Monday, December 31, 2012


It's the eyes that get me.

They fill me with a perplexing mix of joy and dread. They look at me—at ME!—and I can't escape their view. They see my need, but more, they also see ME for who I REALLY am. Before them I am transparent, utterly without concealment, and known in far greater depth than I even know myself. I remember:

No creature is hidden from His sight, but all are naked and exposed to the eyes of him to whom we must give account (Hebrews 4:13).

What's with the eyes?

The Apostle John (in Revelation 1:14) describes Jesus in His eternal glory as having “eyes like a flame of fire.” That's the phrase I remember best from this section of Scripture. Maybe it's because I memorized two different “Eye of the Lord” Bible verses when I was just a lad; they have rung in my head ever since:

For the eyes of the Lord run to and fro throughout the earth, to give strong support to those whose heart is blameless before him (II Chronicles 16:9).

The eyes of the Lord are in every place, keeping watch on the evil and the good (Proverbs 15:3).

I know the Lord is present everywhere. But I forget that He WANTS to be there, and that He actively exists in every place with His eyes actively searching out hearts and minds and motives and desires. He actively knows every detail from every possible perspective.

And His eyes are aflame. Holiness. Purity. Perfection. And burning zeal for His glory. I'm not only uncovered in His sight, I am undone. All my impurities stand out in stark contrast to His holiness.

I am grateful for the way Jesus revealed His character to us when He lived here—when He was emptied of His eternal glory and “found in the likeness of men.” His eyes must have been something to see. Look at the way the Apostles saw them:

He saw a large crowd and felt compassion for them (Matthew 14:14).

When the Lord saw her, he felt compassion for her (Luke 7:13).

Seeing the people, he felt compassion for them (Matthew 9:36).

Many times the writers of the New Testament join the Lord's compassion to His perception. From His sight flows mercy.

When I couple these two realities together—the holy fire of His perfect vision with His character of mercy and compassion—I breathe a genuine sigh of relief. He sees me; He knows me; He still loves me and cares for my needs.

But I find that my knowledge of His perfect perception changes ME! The fire purifies me. I act differently when I know He's watching.

I wonder how Peter felt when, after he denied the Lord three times, “the Lord turned and looked at" him (Luke 22:61). Apparently the denial took place close to where Jesus was being illegally tried. And the Lord knew Peter would fail, and looked directly at him when the sin was complete. “And Peter went out and wept bitterly.”

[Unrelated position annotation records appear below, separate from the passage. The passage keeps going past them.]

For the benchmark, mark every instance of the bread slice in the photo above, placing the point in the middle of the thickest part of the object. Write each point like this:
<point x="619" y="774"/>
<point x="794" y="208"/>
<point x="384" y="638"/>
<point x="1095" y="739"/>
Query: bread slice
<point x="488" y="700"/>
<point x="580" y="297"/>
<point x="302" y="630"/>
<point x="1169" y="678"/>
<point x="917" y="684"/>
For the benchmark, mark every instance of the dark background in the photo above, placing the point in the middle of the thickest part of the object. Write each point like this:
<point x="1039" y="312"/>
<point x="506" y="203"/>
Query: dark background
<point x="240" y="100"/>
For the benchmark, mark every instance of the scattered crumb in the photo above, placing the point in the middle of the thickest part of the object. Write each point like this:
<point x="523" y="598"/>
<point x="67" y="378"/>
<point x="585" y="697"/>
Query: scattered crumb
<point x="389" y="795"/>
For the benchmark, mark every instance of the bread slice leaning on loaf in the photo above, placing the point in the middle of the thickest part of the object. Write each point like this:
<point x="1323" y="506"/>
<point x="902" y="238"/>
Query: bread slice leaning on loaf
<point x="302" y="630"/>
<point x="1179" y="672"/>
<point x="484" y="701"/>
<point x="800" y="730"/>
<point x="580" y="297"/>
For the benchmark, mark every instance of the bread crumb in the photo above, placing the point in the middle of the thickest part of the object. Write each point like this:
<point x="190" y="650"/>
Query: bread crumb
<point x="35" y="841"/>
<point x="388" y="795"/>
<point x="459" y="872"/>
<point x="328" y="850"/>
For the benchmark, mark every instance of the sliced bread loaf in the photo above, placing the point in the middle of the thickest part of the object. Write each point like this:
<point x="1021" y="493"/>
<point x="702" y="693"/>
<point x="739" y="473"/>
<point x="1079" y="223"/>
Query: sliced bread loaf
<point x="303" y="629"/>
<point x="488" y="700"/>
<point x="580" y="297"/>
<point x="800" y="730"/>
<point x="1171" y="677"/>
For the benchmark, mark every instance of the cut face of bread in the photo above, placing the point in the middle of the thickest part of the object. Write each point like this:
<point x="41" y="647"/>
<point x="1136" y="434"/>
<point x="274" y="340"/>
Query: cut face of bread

Lord Jesus, as I enter a new year, please remind me often of Your presence—Your holy, fiery, blazing perfection. And may I humbly fall at Your perfect, holy feet to praise You for Your compassion and mercy! Let me see you seeing me before I am brought to tears and bitter weeping.

1 comment:

  1. Beautiful! Unlike the eye of Sauron, those who are his do not cower at the thought of his gaze but as a bride awaiting her bridegroom and so much more because of what he has done for us. Amen!